Aus der nahen Ferne
Rebecca Solnit
Aus der nahen Ferne
„Welche Geschichte ist deine? Alles liegt im Erzählen. Geschichten sind Kompass und Architektur, wir orientieren uns an ihnen, wir bauen unseren Glauben aus ihnen, und ohne Geschichte zu sein hieße, sich in der ungeheuren Weite der Welt zu verlieren, einer Seite, die sich wie die arktische Tundra oder das Eismeer in alle Richtungen auszudehnen scheint.“
Rebecca Solnit erzählt uns die Geschichten ihres Schmerzes und ihres Leidens. Die Demenz ihrer Mutter, ihre eigene Krebserkrankung und ihrer Suche.
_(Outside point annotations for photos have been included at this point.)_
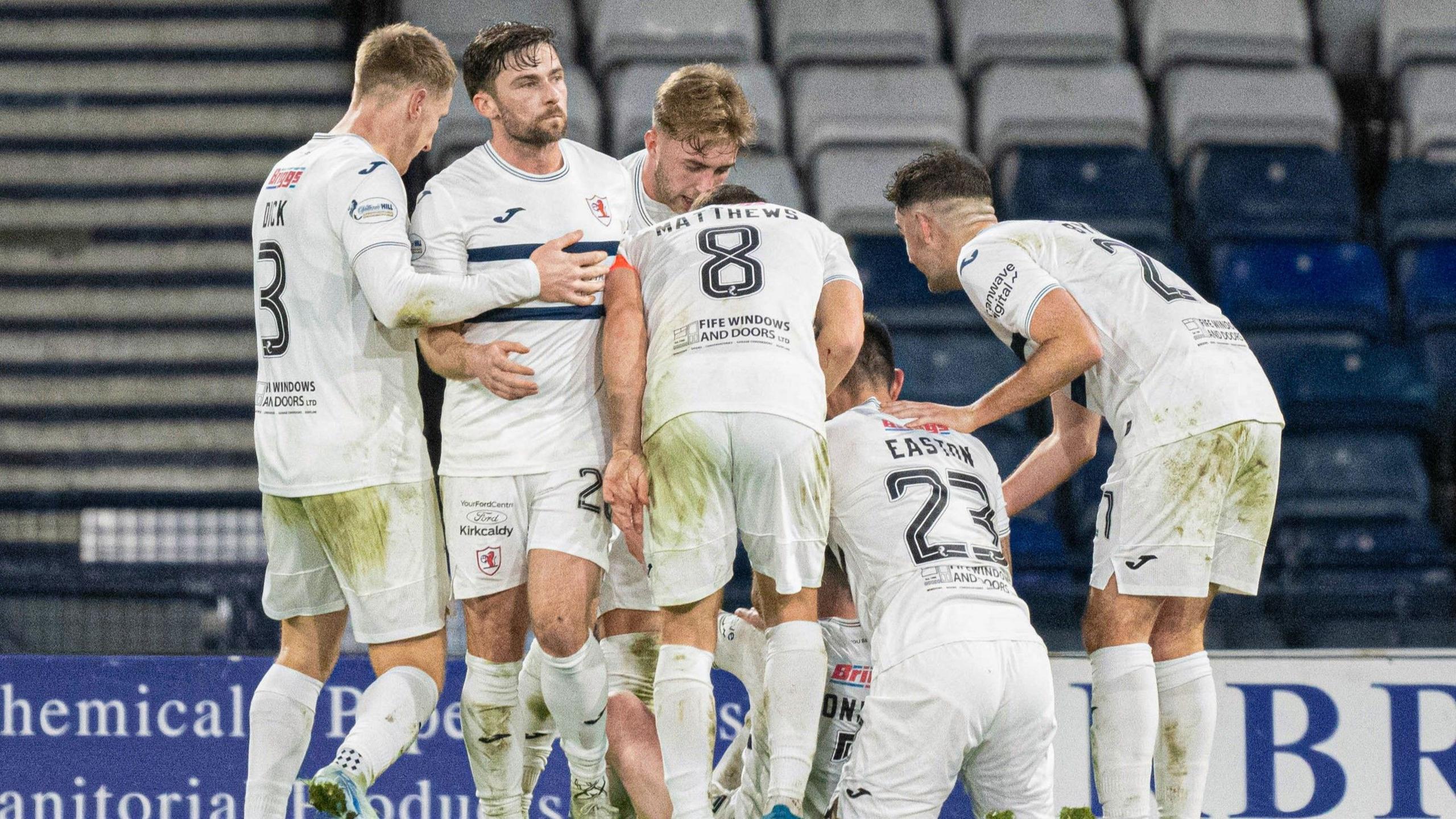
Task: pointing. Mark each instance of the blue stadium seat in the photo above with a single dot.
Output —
(1429, 288)
(1273, 193)
(1418, 203)
(1302, 286)
(1122, 191)
(1378, 388)
(1337, 544)
(897, 293)
(1351, 475)
(954, 366)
Sie beschwört die heilende Wirkung der Menschheitserzählungen, der Märchen und Mythen. Welche Geschichte ist deine? Diese Frage scheint ihr Schlüssel bei der Suche nach den eigenen Lebenszielen zu sein. Sie glaubt fest daran, dass Krisen durch die Entwicklung einer neuen Identität, das Erzählen einer neuen Geschichte gelöst werden können. Unser Leben wird durch seine Bruchstellen reich, wenn wir die dazugehörigen Erzählungen finden.
Empathie entsteht auf der Vorstellungskraft, in das Hineinversetzen in das andere Leben. In seine Geschichte. Durch unsere Geschichten kommen wir uns näher, sie verbinden uns.
Andererseits ist es ein großes Unrecht, Menschen zum Schweigen zu bringen. Sie ihre Geschichten nicht erzählen zu lassen, denn sie werden ihre Identität verlieren. Ihren Halt und ihre Verwurzelung.
Wer bringt Menschen zum Schweigen, lässt sie ihre Geschichte nicht erzählen? Wie und warum, das könnte man auch noch fragen…
So viele Fragen, so viele Geschichten.
Mir ist gerade so, als begreife ich etwas sehr existenzielles.